Her hand sank into his hair, the other clinging tightly to his shoulder, fingers digging through fabric to bone, her desire as stark as his. His cock grew hard between them, and he pressed it against her. Mrs. Becket responded by moving seductively against him, her pelvis sliding against his, her breasts pressed to his chest. It was a wild kiss, full of illicit pleasure, hot and full of longing and anticipation.
But then suddenly, she jerked away, pushed his hands from her body, and stepped back. Her eyes blazed with passion and fear and a host of other things Darien could not identify. She dragged the back of her hand across her mouth, then pressed it against her bosom, over her heart. “Oh my God,” she whispered, staring at him. “Oh dear God, what have I done?”
“Mrs. Becket,” he said, reaching for her, but it was too late. She’d already turned on her heel and fled the dark cellar. He could hear the click of her heels against the stairs as she fought her way up to the surface.
Darien stood there until he could no longer hear the sound of her shoes.
He’d just kissed the vicar’s wife. A bloody rotten bounder, that’s what he was. Idiot.
With a sigh, he straightened his clothing, adjusted his trousers, and ran his fingers through his hair. When he was convinced he had returned quite to normal, he picked up a bottle of gin and his candle, and strode from the cellar.
He did not see Mrs. Becket again that night. Nor was she in church the following Sunday.
And every Sunday after that, she pretended not to see him. But Darien saw her.
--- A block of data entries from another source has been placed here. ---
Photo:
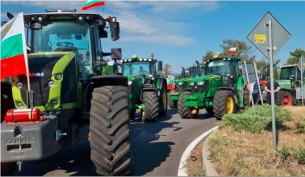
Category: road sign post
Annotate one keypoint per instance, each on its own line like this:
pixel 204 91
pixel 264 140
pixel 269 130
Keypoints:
pixel 269 36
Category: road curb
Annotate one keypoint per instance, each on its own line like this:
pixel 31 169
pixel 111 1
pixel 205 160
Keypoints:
pixel 207 164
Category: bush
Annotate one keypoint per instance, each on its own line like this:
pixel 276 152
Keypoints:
pixel 256 121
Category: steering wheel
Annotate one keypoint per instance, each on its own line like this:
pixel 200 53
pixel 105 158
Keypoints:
pixel 66 44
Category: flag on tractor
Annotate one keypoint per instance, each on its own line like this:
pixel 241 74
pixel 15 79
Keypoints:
pixel 93 3
pixel 14 60
pixel 232 51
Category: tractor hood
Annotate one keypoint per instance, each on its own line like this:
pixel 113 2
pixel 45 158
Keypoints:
pixel 207 77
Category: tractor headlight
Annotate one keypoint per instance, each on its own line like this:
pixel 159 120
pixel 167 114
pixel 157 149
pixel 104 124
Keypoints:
pixel 51 83
pixel 58 76
pixel 54 103
pixel 200 83
pixel 20 105
pixel 19 85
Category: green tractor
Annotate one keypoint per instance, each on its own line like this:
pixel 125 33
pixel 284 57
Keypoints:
pixel 74 94
pixel 183 84
pixel 221 91
pixel 290 83
pixel 147 90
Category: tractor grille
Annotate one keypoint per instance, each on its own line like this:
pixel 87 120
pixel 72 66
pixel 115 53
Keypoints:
pixel 199 88
pixel 40 68
pixel 181 87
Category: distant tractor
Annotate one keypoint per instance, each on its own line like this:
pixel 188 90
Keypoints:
pixel 183 84
pixel 290 83
pixel 221 91
pixel 74 95
pixel 147 90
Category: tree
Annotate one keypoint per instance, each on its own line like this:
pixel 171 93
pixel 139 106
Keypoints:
pixel 167 70
pixel 295 56
pixel 209 54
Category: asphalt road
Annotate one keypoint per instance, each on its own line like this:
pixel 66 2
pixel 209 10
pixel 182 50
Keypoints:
pixel 156 148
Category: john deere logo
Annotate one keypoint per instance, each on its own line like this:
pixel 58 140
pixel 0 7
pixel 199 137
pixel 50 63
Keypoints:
pixel 61 18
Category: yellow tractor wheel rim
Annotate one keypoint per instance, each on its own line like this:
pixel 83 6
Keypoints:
pixel 230 105
pixel 164 99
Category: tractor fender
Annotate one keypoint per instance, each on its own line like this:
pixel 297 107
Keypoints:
pixel 147 90
pixel 111 80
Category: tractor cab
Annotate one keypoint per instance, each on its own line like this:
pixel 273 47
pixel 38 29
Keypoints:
pixel 226 67
pixel 66 30
pixel 143 68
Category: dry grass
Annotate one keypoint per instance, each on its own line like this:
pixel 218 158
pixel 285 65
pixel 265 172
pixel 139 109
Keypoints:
pixel 247 154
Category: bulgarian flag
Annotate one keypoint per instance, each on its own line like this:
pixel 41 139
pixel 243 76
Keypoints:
pixel 232 51
pixel 93 3
pixel 14 60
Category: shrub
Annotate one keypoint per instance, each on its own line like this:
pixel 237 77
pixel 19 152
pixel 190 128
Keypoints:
pixel 256 121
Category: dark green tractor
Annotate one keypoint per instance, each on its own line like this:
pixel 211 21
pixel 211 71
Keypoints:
pixel 74 91
pixel 183 83
pixel 147 90
pixel 290 83
pixel 221 91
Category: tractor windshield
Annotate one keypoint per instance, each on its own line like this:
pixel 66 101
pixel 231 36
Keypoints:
pixel 219 67
pixel 136 69
pixel 65 36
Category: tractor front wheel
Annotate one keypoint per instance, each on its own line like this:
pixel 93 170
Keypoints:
pixel 223 103
pixel 284 98
pixel 110 131
pixel 151 111
pixel 185 112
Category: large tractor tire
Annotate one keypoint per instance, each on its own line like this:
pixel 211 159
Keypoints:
pixel 151 111
pixel 163 101
pixel 223 103
pixel 110 131
pixel 284 98
pixel 185 112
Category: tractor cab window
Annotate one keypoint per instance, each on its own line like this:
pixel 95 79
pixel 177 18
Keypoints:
pixel 136 69
pixel 220 67
pixel 65 36
pixel 287 73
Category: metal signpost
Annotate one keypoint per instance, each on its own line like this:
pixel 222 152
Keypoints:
pixel 269 36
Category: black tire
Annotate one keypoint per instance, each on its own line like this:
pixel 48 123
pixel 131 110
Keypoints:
pixel 185 112
pixel 132 114
pixel 151 101
pixel 7 169
pixel 110 131
pixel 163 103
pixel 210 110
pixel 284 98
pixel 220 103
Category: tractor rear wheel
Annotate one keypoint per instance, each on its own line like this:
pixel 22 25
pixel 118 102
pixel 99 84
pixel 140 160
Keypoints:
pixel 223 103
pixel 151 111
pixel 284 98
pixel 163 101
pixel 185 112
pixel 110 131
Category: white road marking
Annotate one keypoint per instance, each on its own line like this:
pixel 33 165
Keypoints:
pixel 188 150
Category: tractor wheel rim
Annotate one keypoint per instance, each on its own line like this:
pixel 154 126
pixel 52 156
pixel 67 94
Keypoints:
pixel 164 99
pixel 230 105
pixel 286 101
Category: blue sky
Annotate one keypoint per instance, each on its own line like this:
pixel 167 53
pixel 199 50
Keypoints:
pixel 180 32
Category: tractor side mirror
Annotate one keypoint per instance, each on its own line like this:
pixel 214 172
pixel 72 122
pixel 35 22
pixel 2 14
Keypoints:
pixel 115 30
pixel 159 65
pixel 35 26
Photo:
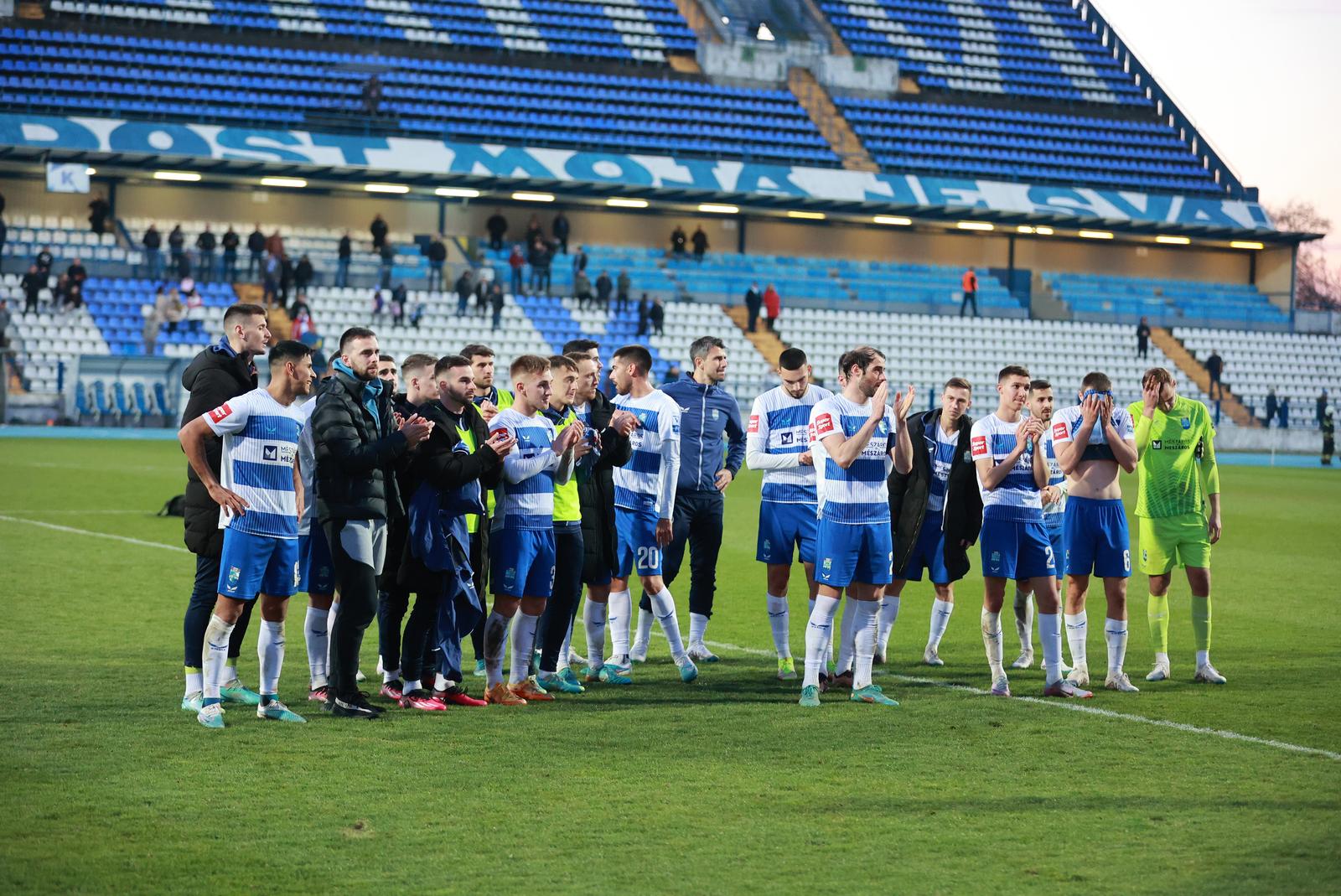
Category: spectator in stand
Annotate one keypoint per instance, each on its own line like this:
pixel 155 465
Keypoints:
pixel 205 245
pixel 516 261
pixel 561 232
pixel 771 308
pixel 464 287
pixel 970 286
pixel 33 283
pixel 754 301
pixel 1215 369
pixel 621 292
pixel 496 227
pixel 379 230
pixel 436 258
pixel 256 250
pixel 153 241
pixel 1143 339
pixel 657 315
pixel 176 247
pixel 345 251
pixel 603 287
pixel 98 212
pixel 701 243
pixel 231 241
He did not press his case, but he saw her, for he could not take his eyes from her.
A few months later, in a tragic collision of his horse and a rogue carriage, her husband, the vicar, was thrown off Blackfriar’s Bridge to the murky Thames below.
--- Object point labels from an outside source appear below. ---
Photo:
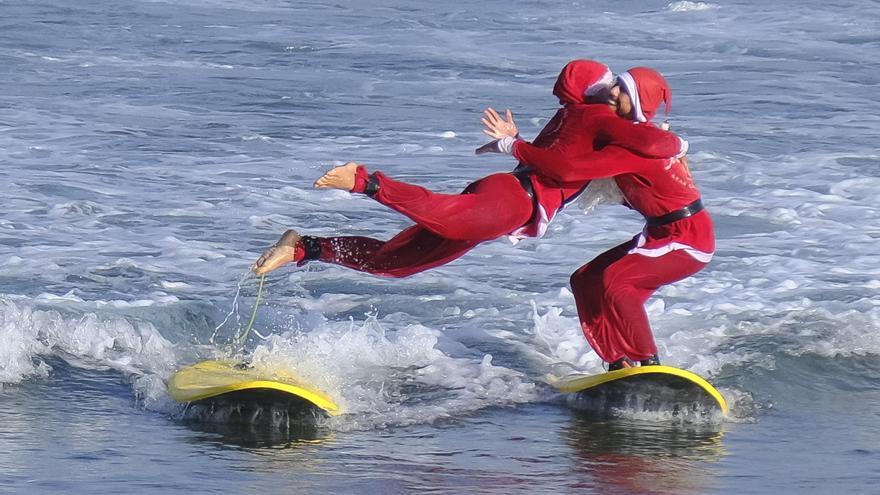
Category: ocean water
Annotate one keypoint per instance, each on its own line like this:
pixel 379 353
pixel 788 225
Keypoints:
pixel 150 150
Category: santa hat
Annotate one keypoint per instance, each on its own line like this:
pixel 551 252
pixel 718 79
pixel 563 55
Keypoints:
pixel 580 79
pixel 647 89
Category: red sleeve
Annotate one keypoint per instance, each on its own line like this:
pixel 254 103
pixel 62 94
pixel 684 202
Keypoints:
pixel 642 139
pixel 572 138
pixel 607 162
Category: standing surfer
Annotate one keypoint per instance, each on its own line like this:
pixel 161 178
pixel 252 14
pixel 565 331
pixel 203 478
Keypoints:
pixel 677 241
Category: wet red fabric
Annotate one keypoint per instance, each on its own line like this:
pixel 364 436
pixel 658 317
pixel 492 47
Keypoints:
pixel 611 291
pixel 447 225
pixel 575 131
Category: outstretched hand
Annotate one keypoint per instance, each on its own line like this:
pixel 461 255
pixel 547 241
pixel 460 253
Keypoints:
pixel 498 127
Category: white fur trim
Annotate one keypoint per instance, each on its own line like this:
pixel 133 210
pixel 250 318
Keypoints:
pixel 600 191
pixel 684 147
pixel 629 84
pixel 505 145
pixel 520 233
pixel 701 256
pixel 603 83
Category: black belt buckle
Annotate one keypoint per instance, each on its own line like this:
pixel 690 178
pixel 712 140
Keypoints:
pixel 673 216
pixel 523 175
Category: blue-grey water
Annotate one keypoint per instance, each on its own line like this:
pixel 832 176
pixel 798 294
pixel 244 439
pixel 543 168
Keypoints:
pixel 150 150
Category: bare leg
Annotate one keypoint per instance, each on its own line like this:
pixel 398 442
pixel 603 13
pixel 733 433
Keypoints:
pixel 280 254
pixel 341 177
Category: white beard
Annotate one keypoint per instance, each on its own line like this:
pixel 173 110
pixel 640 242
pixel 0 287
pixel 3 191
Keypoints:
pixel 600 191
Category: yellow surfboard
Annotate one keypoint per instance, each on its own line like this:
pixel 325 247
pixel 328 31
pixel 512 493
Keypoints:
pixel 642 379
pixel 233 381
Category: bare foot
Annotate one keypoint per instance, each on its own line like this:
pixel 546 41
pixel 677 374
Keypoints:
pixel 341 177
pixel 282 253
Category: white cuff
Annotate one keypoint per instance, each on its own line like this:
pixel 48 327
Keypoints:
pixel 684 147
pixel 505 145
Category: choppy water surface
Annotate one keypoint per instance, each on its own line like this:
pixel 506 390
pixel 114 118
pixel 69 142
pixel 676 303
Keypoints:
pixel 151 150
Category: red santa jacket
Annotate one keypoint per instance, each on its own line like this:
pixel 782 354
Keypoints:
pixel 653 187
pixel 576 130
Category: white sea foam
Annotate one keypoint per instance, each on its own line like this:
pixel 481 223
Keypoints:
pixel 686 6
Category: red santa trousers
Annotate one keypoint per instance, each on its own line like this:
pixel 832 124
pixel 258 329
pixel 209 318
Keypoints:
pixel 447 225
pixel 610 292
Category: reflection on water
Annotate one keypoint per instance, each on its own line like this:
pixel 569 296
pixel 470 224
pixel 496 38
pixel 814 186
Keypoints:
pixel 645 457
pixel 249 425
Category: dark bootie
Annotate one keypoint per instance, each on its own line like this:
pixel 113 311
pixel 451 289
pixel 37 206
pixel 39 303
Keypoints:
pixel 620 364
pixel 651 361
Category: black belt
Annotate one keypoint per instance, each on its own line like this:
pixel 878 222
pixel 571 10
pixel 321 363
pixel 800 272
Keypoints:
pixel 674 216
pixel 523 175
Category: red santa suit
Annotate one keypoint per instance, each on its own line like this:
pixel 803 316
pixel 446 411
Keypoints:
pixel 519 203
pixel 678 240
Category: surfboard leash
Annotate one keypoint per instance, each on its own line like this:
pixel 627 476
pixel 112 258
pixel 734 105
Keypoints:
pixel 240 340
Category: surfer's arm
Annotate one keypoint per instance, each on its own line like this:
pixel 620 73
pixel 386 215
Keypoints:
pixel 642 139
pixel 607 162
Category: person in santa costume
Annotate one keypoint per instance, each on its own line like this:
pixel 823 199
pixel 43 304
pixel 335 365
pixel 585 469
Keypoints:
pixel 520 203
pixel 676 242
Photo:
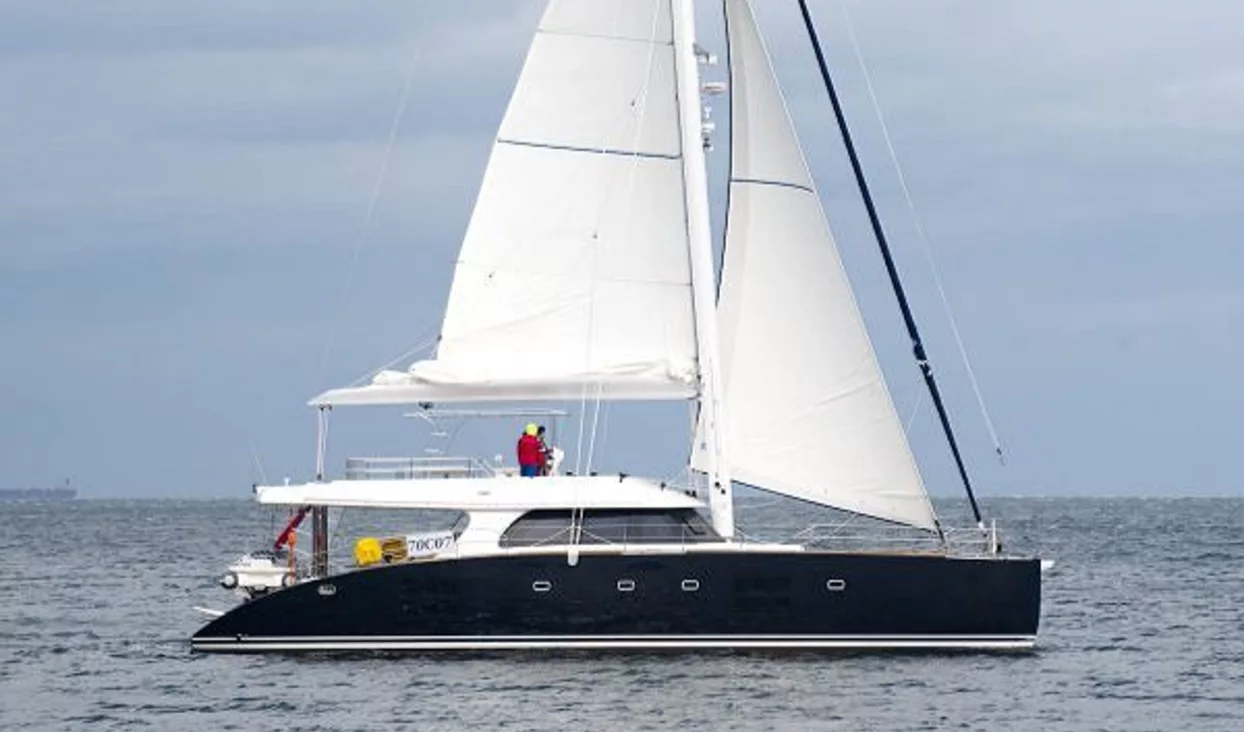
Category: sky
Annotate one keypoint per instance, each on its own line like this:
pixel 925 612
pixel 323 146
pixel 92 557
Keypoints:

His body was not recovered for several days.
Chapter Two
London, 1819
For the first time in the little more than two years since Richard had died, Kate Becket finally gave in to her father’s urging and put away her widow’s weeds. She donned a new gold walking gown trimmed in green around the hem and sleeves. Standing in her bedroom in the little guest house on the vicar’s property—where she and her father had been permitted to live since her husband’s death—Kate looked at herself in the full-length mirror and smiled. Gold was a much more becoming color for her than black.
She’d been reluctant to discard her widow’s weeds and had worn them longer than the customary two years. It seemed as if taking them off made her disloyal to Richard’s memory somehow, as if she was anxious to be rid of his ghost. Nothing could be further from the truth—she had loved Richard, had been devastated by his tragic death, and had truly and deeply mourned him.
But when spring came, she had awakened one morning with the surprisingly resolute feeling that it was time to move past her husband’s memory and live her life again.
Today, when she made her weekly call to the elderly and infirm members of the congregation with their fruit baskets, she’d be wearing her new gold gown and matching pelisse and bonnet. It had cost a fortune for a woman on a widow’s pension, but it made her feel pretty, and the good Lord knew she had not felt pretty in a very long time.
It was well worth the expense.
An hour later, with her father trailing behind her pushing the small cart of fruit baskets, Kate made her first call to the positively ancient Mrs. Biddlesly, who defied the universe by living past her eightieth year. Mrs. Biddlesly instantly declared her dislike of fruit and pushed the basket aside (although Kate knew she’d eat every last bite once she’d gone), then peered at Kate through rheumy eyes and demanded to know what had happened to her mourning clothes.
“My husband has been gone two years, Mrs. Biddlesly.”
“My husband died thirty-four years ago,” the old woman said, shaking a crooked finger at Kate, “and to this day I mourn him!”
That she did, in the same black bombazine she wore every day.
“I mourn my husband, too, Mrs. Biddlesly, and I always shall,” Kate assured her with a smile. “But life must go on. Don’t you agree?”
“Bah!” Mrs. Biddlesly said and eyed an apple in the basket. “Rotten stuff, that fruit. Don’t bring fruit again!”
Kate assured her she wouldn’t, and moved to the door, smiling at the equally ancient footman who moved to open it for her.
“Ho there, where do you think you are going?” Mrs. Biddlesly shrieked. “I’ve not said you might go!”
With a look toward heaven, Kate turned round. A full half hour later, she managed to escape, having endured the cataloguing of all Mrs. Biddlesly’s physical ailments—in precise detail, thank you.
Kate’s father was leaning against his little cart as she bounced down the stairs.
“A list of complaints again, eh?”
“Indeed,” Kate said with a laugh. “And she’s added quite a few more since last week.”
With a snort, her father rolled his eyes. “Don’t know why you bother at all, Kate. She’s an ungrateful old bat.”